Now that the builders have gone and the dust has settled (in some places I’ve even managed to sweep it up) I’ve got time to write about the interesting design and construction features of our extension. This post is about wood and how we used it both structurally and aesthetically to improve the sustainability of what we were building.
Why is wood an eco-friendly construction material?
- It has low embodied energy – it stores carbon as it grows;
- It’s a renewable resource;
- It requires minimal processing compared to other construction materials; and
- At the end of its life it can be recycled, burnt or biodegrades.
We used it in our project for all of the above reasons but also because of its breathability. Unlike airtightness, breathability is commonly overlooked in new builds and retrofits but it is crucial to their overall performance. Water, either in the form of vapour or liquid, moves in and out of buildings constantly. A key element for us was to use natural materials (wood, lime plaster, wood fibre insulation) that absorbed and released moisture to create a healthy indoor living environment.
Are there downsides to using wood? Yes, a few. Wood lacks thermal mass which means that it heats up and cools down quickly. In our project, given that we were using low-temperature ground source heat, a lack of thermal mass could have been a big problem. Our architects, Transition by Design, came up with a design structure that combined masonary elements with wood. The north and east facades of the extension were built using aerated clay blocks (see my post Goodbye to the cavity wall on 27th February). The South and West facades were glass and wood.

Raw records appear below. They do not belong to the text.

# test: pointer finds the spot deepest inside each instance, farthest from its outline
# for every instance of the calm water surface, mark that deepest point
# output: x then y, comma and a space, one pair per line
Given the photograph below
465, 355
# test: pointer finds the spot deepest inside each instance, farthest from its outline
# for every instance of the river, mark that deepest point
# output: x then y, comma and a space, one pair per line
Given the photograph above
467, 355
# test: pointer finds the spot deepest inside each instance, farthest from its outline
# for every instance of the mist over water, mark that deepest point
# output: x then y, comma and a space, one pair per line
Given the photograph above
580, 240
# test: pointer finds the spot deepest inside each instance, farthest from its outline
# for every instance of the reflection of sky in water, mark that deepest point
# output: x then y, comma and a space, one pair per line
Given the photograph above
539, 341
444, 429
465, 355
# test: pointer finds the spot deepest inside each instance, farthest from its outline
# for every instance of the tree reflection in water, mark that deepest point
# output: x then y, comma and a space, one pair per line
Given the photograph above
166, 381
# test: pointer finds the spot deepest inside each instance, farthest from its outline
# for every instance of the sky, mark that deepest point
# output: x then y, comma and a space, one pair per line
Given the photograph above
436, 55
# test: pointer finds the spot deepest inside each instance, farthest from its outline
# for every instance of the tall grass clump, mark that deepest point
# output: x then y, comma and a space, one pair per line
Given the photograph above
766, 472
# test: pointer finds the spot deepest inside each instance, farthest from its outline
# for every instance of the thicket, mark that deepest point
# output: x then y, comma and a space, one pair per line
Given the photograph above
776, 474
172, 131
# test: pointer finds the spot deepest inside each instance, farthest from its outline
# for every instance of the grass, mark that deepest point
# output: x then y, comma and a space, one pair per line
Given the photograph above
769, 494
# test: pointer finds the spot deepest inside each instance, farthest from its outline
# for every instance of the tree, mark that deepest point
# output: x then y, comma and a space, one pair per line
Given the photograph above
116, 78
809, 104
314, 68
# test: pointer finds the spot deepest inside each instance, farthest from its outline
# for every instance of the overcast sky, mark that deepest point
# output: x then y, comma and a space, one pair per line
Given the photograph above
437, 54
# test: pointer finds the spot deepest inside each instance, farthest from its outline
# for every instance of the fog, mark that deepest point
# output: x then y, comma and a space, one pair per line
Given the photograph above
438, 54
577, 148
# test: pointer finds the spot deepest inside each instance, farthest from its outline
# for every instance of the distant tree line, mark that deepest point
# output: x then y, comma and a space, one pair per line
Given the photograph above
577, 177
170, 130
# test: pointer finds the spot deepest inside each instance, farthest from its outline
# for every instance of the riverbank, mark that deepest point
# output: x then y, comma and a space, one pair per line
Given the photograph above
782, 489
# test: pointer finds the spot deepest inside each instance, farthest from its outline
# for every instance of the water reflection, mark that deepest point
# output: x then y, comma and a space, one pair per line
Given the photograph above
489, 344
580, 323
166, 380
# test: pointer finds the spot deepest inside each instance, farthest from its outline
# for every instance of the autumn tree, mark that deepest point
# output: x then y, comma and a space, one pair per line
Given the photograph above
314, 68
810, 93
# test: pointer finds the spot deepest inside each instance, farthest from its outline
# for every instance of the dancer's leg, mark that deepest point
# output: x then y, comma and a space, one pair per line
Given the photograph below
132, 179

North facade – solid clay blocks and few windows:
South facade – wood and glass with a generous roof overhang to reduce solar gain in summer:
Other downsides are that wood is susceptible to water penetration, fungal attack and temperature change. Hardwood – derived from slower growing tree varieties – is more stable than softwood and has a longer lifespan but there’s less of it and, as a result, it’s expensive. Recently, concern over deforestation of hardwood forests and restrictions on the use of toxic wood preservatives has driven the market for engineered and modified timber.
What is engineered and modified timber? In the past, when using timber in construction the choice was simply between softwood or hardwood. Now new processes have been developed which take low-grade timber and convert it into something with hardwood properties. In our project we used two types – glulam (an engineered timber) and accoya (a modified timber).
Glulam is short for glue laminated timber and, as you can probably guess, consists of smaller bits of timber bonded together with glue. Our extension is over 3m high with large expanses of triple glazing. It would have been prohibitively expensive to find single pieces of timber strong enough and long enough to support it. So instead we used glulam in the following ways:
As a structural beam instead of a steel rsj:
As a post to support the roof:
And as mullions to hold the triple glazed panes of glass in the curtain glazing:
The new Olympic Park Pavilion in East London, designed by Acme, will make extensive use of glulam. The structure had to be light-weight with shallow foundations because of its positioning above a rail tunnel hence the predominant use of timber.
Not only can glulam replace steel or concrete elements in a building it can also be used for joinery and can very successfully reduce the embodied energy of a project and the depths of foundations required. Buckland Timber is the largest UK producer of glulam. They currently import larch from Siberia but are also doing tests using British grown timber.
Accoya is a type of pine which is ‘modified’ using non-toxic chemicals so that it becomes dimensionally stable and very resistant to temperature and moisture changes. We used it as the fascia on our flat roof to conceal the gutter:
We also used it instead of oak to make these traditional-style casement windows:
A bit more about modified timber. Modified wood increases the application of low-grade timber and is non-toxic at the point of production, service and end of life. Many timber merchants are starting to enter this market. There are bascially 3 ways of modifying wood:
Furfurylation: where softwood is impregnated with furfuryl acid (an agricultural bi-product) and then heated. The main brand is Kebony which is made in Norway and won the 2018 Global Cleantech 100 award for Europe.
Thermal heat modification: where both hardwoods and softwoods are heated to 200 degrees without oxygen making it resistant to warping and decay. At present, this process produces the highest volume of modified wood but, unlike acetylation and furfurylation, it reduces the strength properties of the base wood and so is best suited to cladding and decking. Vastern Timber now produces their Brimstone range which is made by thermally modifying English ash, sycamore and poplar.
An extension to a Grade II listed farmhouse clad in thermally modified UK timber from Vastern Timber:
Wood is a great green construction material. The development of engineered and modified timber has increased its functionality and application and hopefully it can be scaled up quickly enough to save the tropical hardwood forests of the world.